Working on the analysis of water samples using testing kits.

My favourite tool for field trips - African walking stick from Cold Steel. Modelled on the walking stick used by Zulu tribesman but made of polypropylene rather than wood. Virtually indestructible and superbly useful - prod the ground ahead for concealed trenches, clear bushes out of the way, balance oneself uphill or downhill, reach out to participants who need to be pulled to safety and of course discipline the occasional recalcitrant participant who insists to do things the hard way... (just kidding for the last point)

Thursday, December 03, 2009

Water, energy and the environment

Water and energy. 2 high profile environmental issues. Both are very important to the proper functioning of society. Yet we seldom link one with the other. In many discussions on climate change, energy alone always steals the limelight since its generation invariably produces CO2, a major greenhouse gas. Has it ever occurred to you that water and energy are more intricately linked to the environment than you think?

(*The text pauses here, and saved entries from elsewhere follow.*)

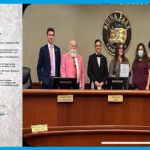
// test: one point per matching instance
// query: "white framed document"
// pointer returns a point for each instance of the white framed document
(124, 70)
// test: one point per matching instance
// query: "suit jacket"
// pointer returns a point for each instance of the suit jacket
(96, 73)
(44, 66)
(67, 69)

I came across this thought provoking article from a Wayne Patterson of Atreides Capital posted in the Water Forum. It is reproduced here in its complete form. It is slightly lengthy so make sure you have some spare time before opening it up, say during working hours. Link

To spare you the agony of going through the full article (or perhaps to entice you to complete reading it), here are its highlights.

  1. Generation of energy requires water. Transportation, treatment, disposal of water requires energy
  2. Lack of energy means no cars, no computers, no internet, no factories. Lack of water means death.
  3. Fossil fuels are finite and so is water yet few people talk about water running out.
  4. (Best of all) In the race to mitigate the effects of climate change caused by the use of fossil fuels, much R&D, resources and brain power are focused on alternative forms of energy. Another consequence is the world's fixation on carbon footprint and carbon credits. But have you wondered about the water costs of alternative forms of energy? For example, solar panels and biofuels require vast amounts of water to produce, outpacing the water requirements of traditional power plants (which by the way are already water hogs). Perhaps we should come up with water footprint and water credits to reflect the true costs of different human activities and technologies.

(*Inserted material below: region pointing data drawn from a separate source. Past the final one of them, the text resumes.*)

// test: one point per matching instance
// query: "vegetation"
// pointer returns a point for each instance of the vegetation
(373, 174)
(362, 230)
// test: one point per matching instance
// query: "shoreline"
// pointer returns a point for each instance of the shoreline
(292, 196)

Yucks! What is that thing in my water?

All right, hands up, those of you who have seen "oily" patches like those in the 2 photos below. Let's count: 1, 2, 3...

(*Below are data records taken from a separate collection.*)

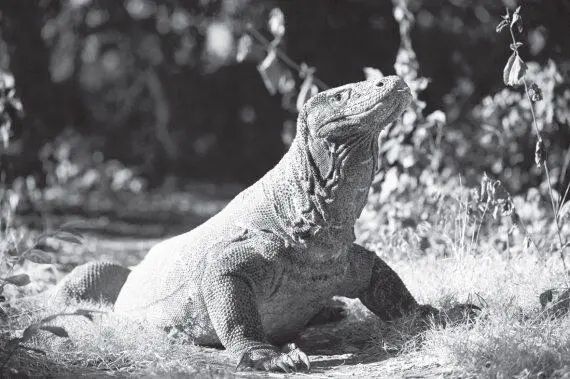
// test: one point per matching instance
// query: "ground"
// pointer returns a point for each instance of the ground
(512, 338)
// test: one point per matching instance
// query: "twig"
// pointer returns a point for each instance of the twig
(281, 55)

Yes, they seem to be rather common in Singapore, whether in mangroves, streams, canals or ponds. And they appear throughout the year.

What are they? Are they natural or man-made? What are the ecological implications? Are they an indicator of water quality?

(Photo of Sungei Buloh Wetland Reserve (SBWR) by Anuj Jain 2009)

(Photo of Sungei Buloh Wetland Reserve (SBWR) by Anuj Jain 2009)

From the looks of the above photos, these "oil" patches could be caused by either real oil or certain metals (especially iron and manganese). To differentiate between them, try using a stick to disturb the patch. If it breaks up into smaller angular patches, it is likely to be metals. If the patch does not break but instead appears to follow your swirling, oil is present.

Iron and manganese are usually from the surrounding soils so yes, I would consider this natural.

Oils can also be from natural sources especially if nearby vegetation contains oils and somehow get into the water (pine oil, anyone?). A submerged dead animal can also produce oil from its fats.

Oils can be anthropogenic though. Without performing a lab analysis, it is difficult to differentiate between oils of natural and anthropogenic origins.

Ecologically, natural patches are probably harmless. Anthropogenic oil CAN be a problem, depending on its exact nature. Is it cooking oil, petrol, diesel, fuel oil or grease?

Yes, the appearance of oil in water can be an indicator of poor water quality but for most purposes, water quality is measured by a suite of parameters that can be quantified e.g. DO, oil content

Compare to the photo below. Even though there is a hint of an "oily" sheen, its characteristic colour (orangey) and angular fragments identify it as probably iron oxide. No prizes for guessing that it is similar to rust.